Important Safety Information

• Contraindication: Repatha^® is contraindicated in patients with a history of a serious hypersensitivity reaction to evolocumab or any of the excipients in Repatha^®. Serious hypersensitivity reactions including angioedema have occurred in patients treated with Repatha^®.
• Hypersensitivity Reactions: Hypersensitivity reactions, including angioedema, have been reported in patients treated with Repatha^®. If signs or symptoms of serious hypersensitivity reactions occur, discontinue treatment with Repatha^®, treat according to the standard of care, and monitor until signs and symptoms resolve.
• Adverse Reactions in Primary Hyperlipidemia: The most common adverse reactions (>5% of patients treated with Repatha^® and more frequently than placebo) were: nasopharyngitis, upper respiratory tract infection, influenza, back pain, and injection site reactions.
  
  From a pool of the 52-week trial and seven 12-week trials: Local injection site reactions occurred in 3.2% and 3.0% of Repatha^®-treated and placebo-treated patients, respectively. The most common injection site reactions were erythema, pain, and bruising. Hypersensitivity reactions occurred in 5.1% and 4.7% of Repatha^®-treated and placebo-treated patients, respectively. The most common hypersensitivity reactions were rash (1.0% versus 0.5% for Repatha^® and placebo, respectively), eczema (0.4% versus 0.2%), erythema (0.4% versus 0.2%), and urticaria (0.4% versus 0.1%).

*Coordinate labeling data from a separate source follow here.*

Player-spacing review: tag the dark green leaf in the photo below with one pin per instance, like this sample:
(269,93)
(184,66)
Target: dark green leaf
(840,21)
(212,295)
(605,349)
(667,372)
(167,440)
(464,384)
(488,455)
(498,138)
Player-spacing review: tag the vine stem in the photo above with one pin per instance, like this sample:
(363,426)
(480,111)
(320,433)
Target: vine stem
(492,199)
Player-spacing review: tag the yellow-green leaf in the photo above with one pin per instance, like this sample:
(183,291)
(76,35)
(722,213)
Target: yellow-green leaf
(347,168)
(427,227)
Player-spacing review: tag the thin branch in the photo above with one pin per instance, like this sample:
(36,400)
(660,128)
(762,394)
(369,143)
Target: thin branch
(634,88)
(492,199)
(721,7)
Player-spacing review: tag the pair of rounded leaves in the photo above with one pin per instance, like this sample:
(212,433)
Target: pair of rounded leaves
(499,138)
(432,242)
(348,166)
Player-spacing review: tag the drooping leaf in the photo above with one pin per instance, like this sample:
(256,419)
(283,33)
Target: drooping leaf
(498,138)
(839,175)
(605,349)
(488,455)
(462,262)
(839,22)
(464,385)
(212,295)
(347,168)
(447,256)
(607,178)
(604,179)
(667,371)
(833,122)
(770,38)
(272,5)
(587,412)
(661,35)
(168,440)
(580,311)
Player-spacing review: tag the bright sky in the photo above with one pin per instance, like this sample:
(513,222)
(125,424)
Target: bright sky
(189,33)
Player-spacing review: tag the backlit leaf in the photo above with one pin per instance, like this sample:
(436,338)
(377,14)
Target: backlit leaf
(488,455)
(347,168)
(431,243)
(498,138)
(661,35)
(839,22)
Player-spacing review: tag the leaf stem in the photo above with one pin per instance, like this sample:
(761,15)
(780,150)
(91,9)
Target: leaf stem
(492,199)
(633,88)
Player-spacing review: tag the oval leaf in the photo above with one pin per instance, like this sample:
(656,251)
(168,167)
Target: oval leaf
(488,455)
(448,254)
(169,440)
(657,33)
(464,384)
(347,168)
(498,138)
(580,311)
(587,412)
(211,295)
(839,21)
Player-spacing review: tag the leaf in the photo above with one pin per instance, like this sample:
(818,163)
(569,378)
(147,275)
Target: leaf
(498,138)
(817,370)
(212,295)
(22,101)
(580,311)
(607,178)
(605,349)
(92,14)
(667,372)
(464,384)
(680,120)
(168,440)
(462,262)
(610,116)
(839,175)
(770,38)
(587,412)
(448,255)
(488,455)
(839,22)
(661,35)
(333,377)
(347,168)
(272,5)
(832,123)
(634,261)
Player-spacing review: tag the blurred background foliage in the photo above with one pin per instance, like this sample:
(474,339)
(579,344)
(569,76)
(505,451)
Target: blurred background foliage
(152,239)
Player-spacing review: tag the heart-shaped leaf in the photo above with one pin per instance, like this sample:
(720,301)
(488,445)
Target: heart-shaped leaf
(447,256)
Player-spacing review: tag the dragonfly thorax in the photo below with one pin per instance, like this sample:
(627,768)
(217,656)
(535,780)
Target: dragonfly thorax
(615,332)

• Adverse Reactions in the Cardiovascular Outcomes Trial: The most common adverse reactions (>5% of patients treated with Repatha^® and more frequently than placebo) were: diabetes mellitus (8.8% Repatha^®, 8.2% placebo), nasopharyngitis (7.8% Repatha^®, 7.4% placebo), and upper respiratory tract infection (5.1% Repatha^®, 4.8% placebo).
  
  Among the 16,676 patients without diabetes mellitus at baseline, the incidence of new-onset diabetes mellitus during the trial was 8.1% in patients treated with Repatha^®compared with 7.7% in patients that received placebo.
• Immunogenicity: Repatha^® is a human monoclonal antibody. As with all therapeutic proteins, there is potential for immunogenicity with Repatha^®.